L’altra storia di futuro mancato si chiama Erzelli e il progetto di polo tecnologico. Quante volte abbiamo sentito la storia della Silicon Valley d’Italia? Viene tanta voglia di crederci sempre, in un Paese che è l’unico fra i ricchi del mondo a tagliare fondi alla ricerca da anni e ad alimentare la fuga dei cervelli, il solo dove un premio Nobel (Carlo Rubbia) può impiegare vent’anni per ottenere una cattedra universitaria. La Silicon Valley sulle colline genovesi con vista Portofino sarebbe la ricompensa di tanto declino, ma non è vero. Non ancora. Domani chissà, forse. Se l’università di Genova accetterà di trasferirsi, come hanno già fatto Ericsson e Siemens. Se si troverà il modo di tradurre gli splendidi progetti dell’IIT (Istituto italiano di tecnologia) di Genova, dalle macchine per far camminare i paraplegici alle badanti robotizzate, in realtà scientifiche e industriali. Per ora tocca accontentarsi di fantastici scenari dipinti da un industriale capace e visionario, Carlo Castellano, che sogna di far partire da Erzelli e da Genova «la nuova rivoluzione industriale italiana, come fu già nell’Ottocento ». Bisogna avere fede nelle magnifiche sorti e progressive della ricerca italiana, garantite da Stefano Cingolani, il presidente dell’IIT, ovvero «Il MIT italiano », il quale vanta a ragione d’aver invertito la tendenza alla fuga dei cervelli, con il rientro di molti ricercatori, ma è a sua volta criticato da mezza comunità scientifica nazionale per la scarsa produttiva dei grandi investimenti ottenuti.

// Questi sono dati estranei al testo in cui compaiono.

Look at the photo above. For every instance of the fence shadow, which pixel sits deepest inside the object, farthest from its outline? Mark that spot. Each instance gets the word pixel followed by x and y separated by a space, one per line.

Chi crede e ha fede è l’uomo più potente della città, il doge Claudio Burlando, presidente uscente della Regione («ma uscente davvero, non mi candido più»). «Bisogna fare per l’economia cittadina quello che si è fatto vent’anni fa per la cultura e il turismo col progetto del porto antico di Renzo Piano. Un grande scatto in avanti, come fu l’Acquario, oggi può essere rappresentato dal polo tecnologico di Erzelli e naturalmente dalla crescita del porto, con migliori collegamenti ferroviari, il terzo valico anzitutto». I dubbi e gli ostacoli burocratici rimangono molti, così come gli interrogativi. Fra questi, il mistero per cui in nessun dei progetti futuri di Genova figuri il nome del genovese oggi più famoso nel mondo, Renzo Piano, nonostante il successo dell’Acquario.

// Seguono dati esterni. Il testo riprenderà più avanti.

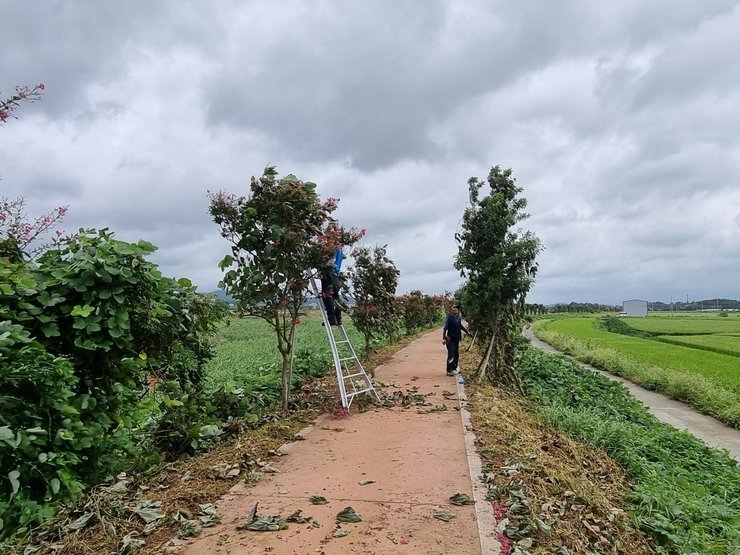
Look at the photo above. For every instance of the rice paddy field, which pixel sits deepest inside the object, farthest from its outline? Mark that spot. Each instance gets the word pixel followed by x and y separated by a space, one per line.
pixel 694 358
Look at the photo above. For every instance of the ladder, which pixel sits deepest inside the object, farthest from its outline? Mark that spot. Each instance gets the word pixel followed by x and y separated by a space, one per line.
pixel 352 378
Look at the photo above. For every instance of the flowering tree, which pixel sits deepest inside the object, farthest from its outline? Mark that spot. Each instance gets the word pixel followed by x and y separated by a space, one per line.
pixel 499 262
pixel 374 279
pixel 18 232
pixel 281 236
pixel 22 94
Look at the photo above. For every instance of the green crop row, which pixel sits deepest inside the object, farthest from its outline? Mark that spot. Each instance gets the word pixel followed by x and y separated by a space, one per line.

Nella storia di Genova i sogni, le visioni sono importanti come gli accadimenti reali. «Trafficanti di sogni» chiamava i genovesi Don Gallo, nella sua ultima apparizione pubblica al teatro Archivolto. L’Archivolto stesso è un sogno, un grande teatro stabile in una periferia degradata metropolitana, e continua a vivere nonostante la miseria dei contributi statali. In attesa di un domani splendido che non arriva, i genovesi fanno i conti con un passato di occasioni perse, a cominciare dal fallimento delle partecipazioni statali, e con un presente crudele. Forcone alla mano, la capitale delle mille proteste si prepara a un altro anno difficile, forse quello della quarta fase, l’esplosione.